Efforts to establish an intermodal transportation hub at the Amtrak train station off Rivers Avenue in North Charleston are moving forward. Residents of the nearby Liberty Hill community welcome it.
The Intermodal Transportation Center is a concept that would centralize surface mass transit – trains, buses and taxis – at one location in North Charleston. Deteriorating conditions at the Amtrak passenger station on Gaynor Avenue in North Charleston owned by CSX railways hatched the plan. After nearly two decades of planning, numerous setbacks and millions of dollars spent, Charleston Area Regional Transit Authority (CARTA) Chairman Michael Seekings said the agency is set to make the project a reality.
North Charleston City council last week approved an agreement that allows the city to act as landlord for the approximately $15 million upgraded facility. According to reports, the new facility could be completed next year. Some 14 years ago CARTA purchased for $6.8 million 36 acres of land at Montague Avenue and Dorchester Road to build an intermodal facility. CARTA spent another $2 million on infrastructure at the site.
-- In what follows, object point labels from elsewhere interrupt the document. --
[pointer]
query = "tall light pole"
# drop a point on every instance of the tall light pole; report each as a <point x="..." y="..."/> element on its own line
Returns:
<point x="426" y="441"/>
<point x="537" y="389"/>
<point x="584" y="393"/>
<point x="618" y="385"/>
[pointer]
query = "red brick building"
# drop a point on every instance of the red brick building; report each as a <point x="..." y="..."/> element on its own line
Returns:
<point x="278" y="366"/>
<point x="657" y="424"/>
But a conflict developed and that plan was scraped in favor of locating the intermodal hub at the Amtrak station.
The predominantly Black Liberty Hill community which is adjacent to the old train station also would benefit from the new facility, the stakeholders agree. As redevelopment occurs around the Liberty Hill community, the revitalization spurred by the intermodal hub will help insure the community’s survival.
Seekings said the upgraded facility will give the Liberty Hill community a vibrant new resource, but it additionally will provide jobs for residents and better transportation access for them as well as the greater community. Its central location in North Charleston gives the regional transportation system a tie-in to its northern and southern services, Seekings said. Some CARTA offices also will be located in the building, he said.
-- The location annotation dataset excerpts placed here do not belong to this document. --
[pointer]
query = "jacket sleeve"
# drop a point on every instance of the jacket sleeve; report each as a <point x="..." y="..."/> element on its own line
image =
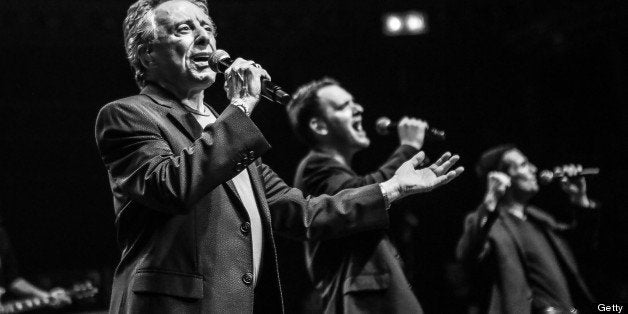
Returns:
<point x="143" y="167"/>
<point x="473" y="245"/>
<point x="327" y="176"/>
<point x="303" y="217"/>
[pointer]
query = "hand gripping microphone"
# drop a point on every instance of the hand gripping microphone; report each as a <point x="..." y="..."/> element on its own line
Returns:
<point x="384" y="126"/>
<point x="547" y="176"/>
<point x="220" y="61"/>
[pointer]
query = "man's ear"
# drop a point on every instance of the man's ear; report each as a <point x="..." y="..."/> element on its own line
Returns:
<point x="145" y="58"/>
<point x="318" y="126"/>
Liberty Hill residents Jimmy and Mattese Lecque are excited about their new neighbor. The community has had the opportunity to have input in the facility’s development, Mattese Lecque said. Recognition of Liberty Hill’s unique history will be included in information about the facility located within it, she said. And commitments to minority business participation in the renovation process were obligated. She thinks the new facility will be a catalyst for redevelopment in the historically black community that has been surrounded by other development.
Jimmy Lecque said some residents closer to the new facility may experience some negative impact due to road construction, but the overall benefit to the community will be positive.
Charleston County Councilman Henry Darby, also a Liberty Hill resident, said the community is mindful of the potential for continued gentrification the new facility represents, but he thinks it will be good for Liberty Hill.